Over the last decades, healthcare expenditure has been increasing in many countries, and Middle East and North Africa (MENA) region follow the same pattern mainly because of the high price of health technology, increased awareness about health, and lifestyle changes. As a result, healthcare systems in MENA region are facing a huge challenge to keep up with the increasing demand for healthcare as results of rapid population growth, steady increase in elderly population and increase prevalence of chronic, non-communicable diseases (1). Population health can be affected by many elements, such as income, social and physiological factors, epidemiological factors, and accessibility to healthcare services. Healthcare spending as a factor that may have an impact on individual health is essential for effective policy making at the national and regional levels and for the sustainability of health services (2, 3).

There is no doubt that for any country, the healthcare system can play a significant role in the development process. Therefore, the increase in human capital stock investment is considered a vital factor for attaining the anticipated economic development in all countries (3, 4). It is a fact that healthier people can positively contribute to the growth of the economy because they are more productive and can live longer (4). As a result of the increasing life expectancy of the population, other health indicators such as infant and adult mortality rate will be improved.

Therefore, many countries invest a large percentage of their gross domestic product (GDP) on the health of their nations, as such investment could impact economic growth.
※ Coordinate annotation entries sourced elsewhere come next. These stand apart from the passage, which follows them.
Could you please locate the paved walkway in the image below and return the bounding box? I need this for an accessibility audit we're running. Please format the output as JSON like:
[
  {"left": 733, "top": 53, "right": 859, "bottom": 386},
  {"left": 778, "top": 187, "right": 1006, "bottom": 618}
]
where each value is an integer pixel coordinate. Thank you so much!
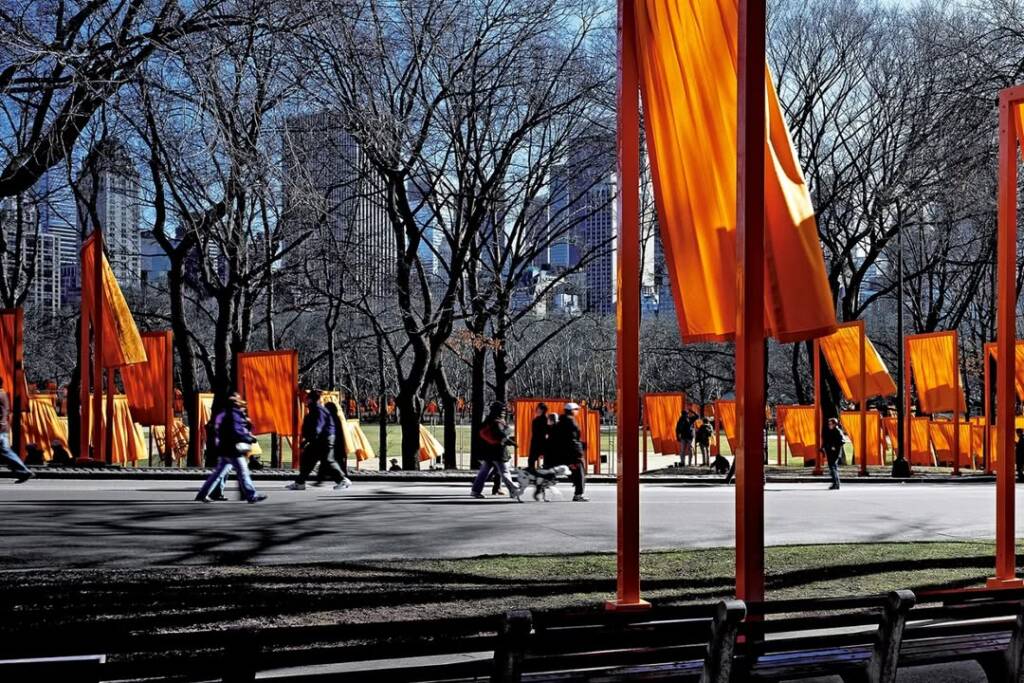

The World Health Organization (WHO) has demonstrated the impact of improving overall patient health on economic growth. The WHO stated that for every 10% increase in life expectancy at birth, there was a 0.35% increase in economic growth per year. By contrast, sick people might have a negative impact on the economy, which could lead to a decline of about 50% in the growth rate between developed and developing countries (4).

The continued increase in health expenditure has resulted in a need to understand the impact on individual health outcomes as well as the need to know how limited resources can be used most efficiently (5). It is believed that better health outcomes for the population might indicate that a country has a more effective healthcare system, while a less healthy population might indicate that the country has an ineffective healthcare system (2). In other words, health expenditures are always thought to be in a direct relationship with healthcare outcomes, and several studies have assured this relationship; however, in some countries, other factors play important roles along with healthcare expenditures. Efficient resource utilization, environmental factors, education, and income are almost equally important as spending.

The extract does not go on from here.